The ring takes a while to answer that, “Each takes me about an hour to make, and the drain is low enough that the general populace could make use of them. Give me a year, I could teach a couple people how to make them. Scaling is an option. But…” he pauses, “...I don't want to start the immortality wars early. There's a whole mess of problems with letting everyone live forever. Like…” he considers, “...you're familiar with the hunger problem in many African nations?”

Who isn't? “Yes.”

“Do you know where it came from?” He asks. That gives you pause, and the doctor continues, “It came from well-intentioned missionaries introducing modern - for the time - medicine and bringing the infant mortality rate down from around eighty or ninety percent to more like five or ten percent. Before the missionaries got involved, everyone would have like ten kids because that was the only way a tribe wouldn't die out. Having tons of kids was deeply ingrained in the culture. The missionaries didn't change that, so the population exploded beyond what the infrastructure could support - and due to various reasons that boil down to cultural aspects, nobody built the necessary infrastructure. Result: Massive numbers of starving kids.”

That doesn't seem right… “People learn, we'll sort it out.”

“The missionaries were in full swing in the eighteen fifties,” the Ring bluntly informs you, “The starving kids problem is well over a hundred years old. Lots of people have spent considerable effort trying to fix it directly. It only works when people want it badly enough to abandon the cultural elements that are killing them.”

“Too many kids?” You consider.

“That's just the surface,” the ring sighs, “with enough work, the area could absolutely support ten times the current population, no problem… but when a big plantation owner will have his men move his fence a few hundred extra yards and the only people who care enough to try and do anything about it are the people who's land he just casually stole because he's paying off the local warlords… then the stability needed to build the kind of infrastructure needed to keep everyone alive simply doesn't exist. Sure, there's some places where they've mostly solved it, but there's still a lot of the exact same problem.”

“Okay…” this really doesn't sound right, “...but how's that related to handing out immortality?”

“How do I put this…” he considers, “...okay, so, you want to retire comfortably, right?”
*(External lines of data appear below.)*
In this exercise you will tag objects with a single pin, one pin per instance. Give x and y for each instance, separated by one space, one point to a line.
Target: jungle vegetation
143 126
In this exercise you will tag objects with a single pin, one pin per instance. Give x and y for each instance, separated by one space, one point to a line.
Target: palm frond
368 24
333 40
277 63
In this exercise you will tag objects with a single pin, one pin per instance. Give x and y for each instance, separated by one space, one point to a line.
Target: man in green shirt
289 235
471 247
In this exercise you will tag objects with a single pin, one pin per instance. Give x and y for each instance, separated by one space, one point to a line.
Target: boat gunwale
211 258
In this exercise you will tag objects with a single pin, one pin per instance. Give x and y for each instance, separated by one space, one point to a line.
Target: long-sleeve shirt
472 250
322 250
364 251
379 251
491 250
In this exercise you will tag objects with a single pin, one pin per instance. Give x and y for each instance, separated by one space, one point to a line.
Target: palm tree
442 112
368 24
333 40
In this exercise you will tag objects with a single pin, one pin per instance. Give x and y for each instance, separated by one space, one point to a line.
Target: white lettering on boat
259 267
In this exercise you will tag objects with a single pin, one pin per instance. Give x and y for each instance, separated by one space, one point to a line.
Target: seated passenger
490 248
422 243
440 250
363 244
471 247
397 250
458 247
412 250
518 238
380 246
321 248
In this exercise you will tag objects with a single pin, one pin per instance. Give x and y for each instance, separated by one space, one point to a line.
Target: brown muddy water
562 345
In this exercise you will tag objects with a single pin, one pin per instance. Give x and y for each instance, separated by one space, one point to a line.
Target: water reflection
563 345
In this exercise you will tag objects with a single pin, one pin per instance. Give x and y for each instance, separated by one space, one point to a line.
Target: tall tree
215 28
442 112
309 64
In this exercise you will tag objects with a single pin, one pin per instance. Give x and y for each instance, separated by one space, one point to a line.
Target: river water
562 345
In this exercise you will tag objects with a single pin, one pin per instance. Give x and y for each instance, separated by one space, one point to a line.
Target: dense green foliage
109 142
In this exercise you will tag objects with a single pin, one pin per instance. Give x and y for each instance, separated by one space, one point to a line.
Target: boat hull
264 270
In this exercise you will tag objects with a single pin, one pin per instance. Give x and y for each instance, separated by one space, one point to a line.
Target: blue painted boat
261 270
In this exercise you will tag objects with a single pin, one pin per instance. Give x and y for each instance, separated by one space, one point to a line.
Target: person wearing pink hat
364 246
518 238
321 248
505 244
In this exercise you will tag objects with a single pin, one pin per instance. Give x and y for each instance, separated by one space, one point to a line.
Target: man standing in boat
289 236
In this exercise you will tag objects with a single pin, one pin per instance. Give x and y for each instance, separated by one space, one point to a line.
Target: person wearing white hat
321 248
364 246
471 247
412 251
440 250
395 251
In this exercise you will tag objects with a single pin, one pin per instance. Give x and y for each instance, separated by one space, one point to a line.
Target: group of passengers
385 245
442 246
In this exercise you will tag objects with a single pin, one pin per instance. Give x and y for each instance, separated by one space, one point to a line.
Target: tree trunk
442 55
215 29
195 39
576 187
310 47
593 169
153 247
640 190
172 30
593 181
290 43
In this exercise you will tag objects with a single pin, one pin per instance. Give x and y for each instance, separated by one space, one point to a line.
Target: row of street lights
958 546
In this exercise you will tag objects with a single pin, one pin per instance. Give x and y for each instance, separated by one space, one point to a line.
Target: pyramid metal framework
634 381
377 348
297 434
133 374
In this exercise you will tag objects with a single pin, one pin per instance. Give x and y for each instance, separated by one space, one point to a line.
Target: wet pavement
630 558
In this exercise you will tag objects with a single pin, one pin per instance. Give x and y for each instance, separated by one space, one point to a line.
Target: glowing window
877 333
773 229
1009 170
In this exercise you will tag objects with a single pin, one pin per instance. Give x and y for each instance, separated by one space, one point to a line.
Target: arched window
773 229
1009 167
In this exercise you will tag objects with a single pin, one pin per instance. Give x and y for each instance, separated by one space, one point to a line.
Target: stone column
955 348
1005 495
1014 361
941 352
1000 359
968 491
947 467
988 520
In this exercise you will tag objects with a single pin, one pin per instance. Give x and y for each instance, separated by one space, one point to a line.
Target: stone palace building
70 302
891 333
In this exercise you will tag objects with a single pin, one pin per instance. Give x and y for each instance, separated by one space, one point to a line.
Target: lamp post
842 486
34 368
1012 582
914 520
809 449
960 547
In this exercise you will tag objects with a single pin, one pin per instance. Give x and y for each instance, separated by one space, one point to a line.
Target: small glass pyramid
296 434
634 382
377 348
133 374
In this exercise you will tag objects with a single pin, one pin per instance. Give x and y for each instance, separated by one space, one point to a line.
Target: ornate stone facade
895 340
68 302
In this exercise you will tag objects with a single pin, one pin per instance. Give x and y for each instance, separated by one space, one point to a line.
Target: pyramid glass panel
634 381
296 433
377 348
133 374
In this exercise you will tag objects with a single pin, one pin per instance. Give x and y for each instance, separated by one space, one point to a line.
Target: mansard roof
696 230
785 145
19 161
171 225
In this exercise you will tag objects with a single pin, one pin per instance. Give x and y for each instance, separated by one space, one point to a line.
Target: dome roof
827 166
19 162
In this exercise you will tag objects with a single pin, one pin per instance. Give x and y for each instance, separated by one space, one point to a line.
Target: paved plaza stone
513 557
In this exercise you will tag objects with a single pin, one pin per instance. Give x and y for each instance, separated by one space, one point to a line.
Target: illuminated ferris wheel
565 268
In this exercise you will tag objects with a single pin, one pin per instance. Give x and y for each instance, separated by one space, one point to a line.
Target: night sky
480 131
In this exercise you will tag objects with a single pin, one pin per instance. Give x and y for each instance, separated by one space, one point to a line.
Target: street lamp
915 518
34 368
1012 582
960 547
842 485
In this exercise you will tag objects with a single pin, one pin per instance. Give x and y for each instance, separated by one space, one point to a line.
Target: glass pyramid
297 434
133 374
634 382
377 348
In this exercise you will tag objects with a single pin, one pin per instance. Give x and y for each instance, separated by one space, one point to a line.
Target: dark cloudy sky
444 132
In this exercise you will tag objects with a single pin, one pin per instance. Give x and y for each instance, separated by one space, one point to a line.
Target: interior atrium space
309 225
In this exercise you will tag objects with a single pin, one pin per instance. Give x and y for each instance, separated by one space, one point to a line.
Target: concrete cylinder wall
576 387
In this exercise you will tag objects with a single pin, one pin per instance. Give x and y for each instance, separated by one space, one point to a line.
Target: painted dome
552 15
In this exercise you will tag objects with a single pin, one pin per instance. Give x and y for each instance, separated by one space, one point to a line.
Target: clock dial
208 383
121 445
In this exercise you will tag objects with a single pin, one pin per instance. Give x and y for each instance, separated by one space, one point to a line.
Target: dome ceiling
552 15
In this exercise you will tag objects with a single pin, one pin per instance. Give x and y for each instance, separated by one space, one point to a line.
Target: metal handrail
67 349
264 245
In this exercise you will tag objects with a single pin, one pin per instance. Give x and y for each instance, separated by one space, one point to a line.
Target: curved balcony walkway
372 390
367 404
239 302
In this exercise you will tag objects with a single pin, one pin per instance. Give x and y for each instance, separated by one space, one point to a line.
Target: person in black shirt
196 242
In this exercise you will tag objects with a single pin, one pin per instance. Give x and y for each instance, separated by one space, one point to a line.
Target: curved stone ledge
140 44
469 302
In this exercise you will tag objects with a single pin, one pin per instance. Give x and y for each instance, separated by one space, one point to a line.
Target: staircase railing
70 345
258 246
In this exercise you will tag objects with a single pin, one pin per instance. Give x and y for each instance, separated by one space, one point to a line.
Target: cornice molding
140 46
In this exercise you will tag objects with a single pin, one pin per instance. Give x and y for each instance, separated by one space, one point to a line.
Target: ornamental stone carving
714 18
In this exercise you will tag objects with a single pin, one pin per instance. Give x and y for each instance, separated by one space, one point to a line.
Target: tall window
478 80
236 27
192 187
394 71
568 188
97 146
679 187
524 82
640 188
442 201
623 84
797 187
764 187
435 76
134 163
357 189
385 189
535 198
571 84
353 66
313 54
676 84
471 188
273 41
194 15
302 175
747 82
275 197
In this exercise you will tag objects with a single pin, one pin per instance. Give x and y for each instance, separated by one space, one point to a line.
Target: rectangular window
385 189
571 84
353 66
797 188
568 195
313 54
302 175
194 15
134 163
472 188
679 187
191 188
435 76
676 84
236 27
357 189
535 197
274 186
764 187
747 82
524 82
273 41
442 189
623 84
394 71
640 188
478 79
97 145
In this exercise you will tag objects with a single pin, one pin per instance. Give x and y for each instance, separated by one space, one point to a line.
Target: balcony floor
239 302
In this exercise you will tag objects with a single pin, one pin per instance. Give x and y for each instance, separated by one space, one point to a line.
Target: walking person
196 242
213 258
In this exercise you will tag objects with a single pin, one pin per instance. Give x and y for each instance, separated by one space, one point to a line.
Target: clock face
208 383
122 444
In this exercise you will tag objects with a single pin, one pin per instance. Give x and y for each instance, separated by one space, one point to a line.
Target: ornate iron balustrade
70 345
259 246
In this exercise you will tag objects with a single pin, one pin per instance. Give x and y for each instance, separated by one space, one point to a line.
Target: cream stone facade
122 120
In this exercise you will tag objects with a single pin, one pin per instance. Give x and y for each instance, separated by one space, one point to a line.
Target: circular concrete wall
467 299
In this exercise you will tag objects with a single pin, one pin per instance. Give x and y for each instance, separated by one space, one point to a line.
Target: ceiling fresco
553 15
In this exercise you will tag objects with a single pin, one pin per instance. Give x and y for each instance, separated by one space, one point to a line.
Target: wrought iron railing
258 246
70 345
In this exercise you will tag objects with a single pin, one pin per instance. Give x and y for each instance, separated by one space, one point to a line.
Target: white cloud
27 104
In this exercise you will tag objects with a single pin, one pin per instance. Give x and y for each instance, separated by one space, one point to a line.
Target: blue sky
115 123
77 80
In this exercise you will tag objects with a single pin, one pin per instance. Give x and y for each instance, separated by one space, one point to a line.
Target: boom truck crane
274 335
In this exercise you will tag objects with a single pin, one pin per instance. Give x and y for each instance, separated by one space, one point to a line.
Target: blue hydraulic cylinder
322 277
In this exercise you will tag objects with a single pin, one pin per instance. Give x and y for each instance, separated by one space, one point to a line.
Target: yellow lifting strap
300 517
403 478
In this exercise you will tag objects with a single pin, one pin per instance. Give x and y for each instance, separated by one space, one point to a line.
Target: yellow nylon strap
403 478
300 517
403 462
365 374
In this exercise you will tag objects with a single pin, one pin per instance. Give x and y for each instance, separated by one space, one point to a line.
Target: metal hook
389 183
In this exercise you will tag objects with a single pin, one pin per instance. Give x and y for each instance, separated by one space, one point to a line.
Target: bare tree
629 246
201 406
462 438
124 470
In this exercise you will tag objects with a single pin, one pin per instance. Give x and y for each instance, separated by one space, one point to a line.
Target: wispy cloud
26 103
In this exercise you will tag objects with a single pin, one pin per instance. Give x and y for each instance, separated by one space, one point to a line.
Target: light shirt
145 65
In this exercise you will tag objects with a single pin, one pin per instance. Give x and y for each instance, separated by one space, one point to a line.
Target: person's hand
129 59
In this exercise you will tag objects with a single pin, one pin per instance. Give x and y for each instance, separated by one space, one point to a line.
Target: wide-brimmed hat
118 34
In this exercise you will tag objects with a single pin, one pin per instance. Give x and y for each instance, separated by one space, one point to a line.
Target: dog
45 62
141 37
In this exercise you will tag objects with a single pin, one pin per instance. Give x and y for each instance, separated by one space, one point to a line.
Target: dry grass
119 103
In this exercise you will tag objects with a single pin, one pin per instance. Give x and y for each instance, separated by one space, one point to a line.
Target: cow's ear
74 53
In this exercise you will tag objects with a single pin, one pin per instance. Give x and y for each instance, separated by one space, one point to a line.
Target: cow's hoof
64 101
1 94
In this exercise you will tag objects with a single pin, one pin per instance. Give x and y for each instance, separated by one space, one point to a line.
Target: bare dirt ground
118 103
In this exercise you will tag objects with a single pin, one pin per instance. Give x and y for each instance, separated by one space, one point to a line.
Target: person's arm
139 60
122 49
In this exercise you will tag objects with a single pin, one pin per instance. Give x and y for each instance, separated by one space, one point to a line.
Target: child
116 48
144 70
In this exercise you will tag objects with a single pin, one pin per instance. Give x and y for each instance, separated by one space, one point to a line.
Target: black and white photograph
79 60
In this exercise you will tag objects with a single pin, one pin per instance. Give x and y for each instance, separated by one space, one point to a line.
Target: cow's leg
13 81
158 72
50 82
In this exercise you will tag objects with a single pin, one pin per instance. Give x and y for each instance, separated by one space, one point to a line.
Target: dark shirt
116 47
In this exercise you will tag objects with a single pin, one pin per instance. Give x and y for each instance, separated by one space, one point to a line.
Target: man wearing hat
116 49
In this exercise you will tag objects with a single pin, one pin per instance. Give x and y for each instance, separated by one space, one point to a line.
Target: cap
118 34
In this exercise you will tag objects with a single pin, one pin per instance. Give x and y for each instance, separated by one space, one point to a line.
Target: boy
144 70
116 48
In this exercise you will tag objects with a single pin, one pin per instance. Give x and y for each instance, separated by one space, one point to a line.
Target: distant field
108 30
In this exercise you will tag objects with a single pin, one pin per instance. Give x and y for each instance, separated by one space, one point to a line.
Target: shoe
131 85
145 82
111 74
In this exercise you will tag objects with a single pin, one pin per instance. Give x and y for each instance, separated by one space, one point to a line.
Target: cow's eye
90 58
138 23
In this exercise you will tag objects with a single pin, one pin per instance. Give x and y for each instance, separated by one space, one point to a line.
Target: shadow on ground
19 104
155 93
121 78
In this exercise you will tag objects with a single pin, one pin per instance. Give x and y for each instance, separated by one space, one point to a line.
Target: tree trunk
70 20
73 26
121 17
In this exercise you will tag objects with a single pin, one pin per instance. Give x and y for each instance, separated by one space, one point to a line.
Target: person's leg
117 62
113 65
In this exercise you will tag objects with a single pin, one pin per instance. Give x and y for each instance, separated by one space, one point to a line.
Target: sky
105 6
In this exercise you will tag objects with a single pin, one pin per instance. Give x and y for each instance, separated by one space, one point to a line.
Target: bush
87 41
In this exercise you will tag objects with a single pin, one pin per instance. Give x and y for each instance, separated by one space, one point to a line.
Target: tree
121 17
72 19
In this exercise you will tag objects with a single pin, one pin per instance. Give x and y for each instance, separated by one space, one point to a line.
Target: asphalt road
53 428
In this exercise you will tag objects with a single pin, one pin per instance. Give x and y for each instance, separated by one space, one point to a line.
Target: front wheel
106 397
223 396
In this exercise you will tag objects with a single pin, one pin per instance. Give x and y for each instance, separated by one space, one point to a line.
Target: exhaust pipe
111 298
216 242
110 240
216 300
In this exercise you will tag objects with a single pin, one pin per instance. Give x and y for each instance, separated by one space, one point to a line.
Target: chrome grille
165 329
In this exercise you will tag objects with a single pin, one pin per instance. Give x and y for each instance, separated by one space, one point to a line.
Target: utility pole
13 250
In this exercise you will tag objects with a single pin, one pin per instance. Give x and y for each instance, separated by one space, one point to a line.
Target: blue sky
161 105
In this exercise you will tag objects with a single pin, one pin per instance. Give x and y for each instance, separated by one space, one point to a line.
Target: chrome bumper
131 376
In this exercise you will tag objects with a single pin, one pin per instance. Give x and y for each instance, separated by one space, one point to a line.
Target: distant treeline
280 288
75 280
“Eventually, yeah,” you respond.

“That's a problem:” the ring responds, “A society of immortals can't let anyone retire.”

You frown, “Why not?”

“In order for you to have oatmeal for breakfast, someone has to cook it, which means someone had to bring it, which means someone had to harvest it, which means someone had to grow it… and many other steps in line.” The ring takes a breath, “No matter what anyone does with finance or law, the basic truth that someone has to do work for someone to have breakfast applies.”

“Robotics have come a long way…” you consider.

“Theoretically technology could work around that…” he admits, “...but it's not there yet: Someone still has to build, direct, maintain, and supply the robots: The truth remains.”

You nod, and the dragon continues, “Now, when people retire, they stop doing that work. If everyone is inmortal and people are permitted to retire once they've worked enough, you get a progressively larger percentage of the population that doesn't work anymore - at some point, you have more load on the working population than they can support, and you get the African starvation problem.” He takes a breath, “even if people stop retiring… you get a wealth distribution problem. Those skilled at accumulating wealth slowly get all of it. They become defacto dictators and…” he pauses, “...and I don't want to start that war early. The original was bad enough.”

“Wait…” you consider, “...you're a time traveler?”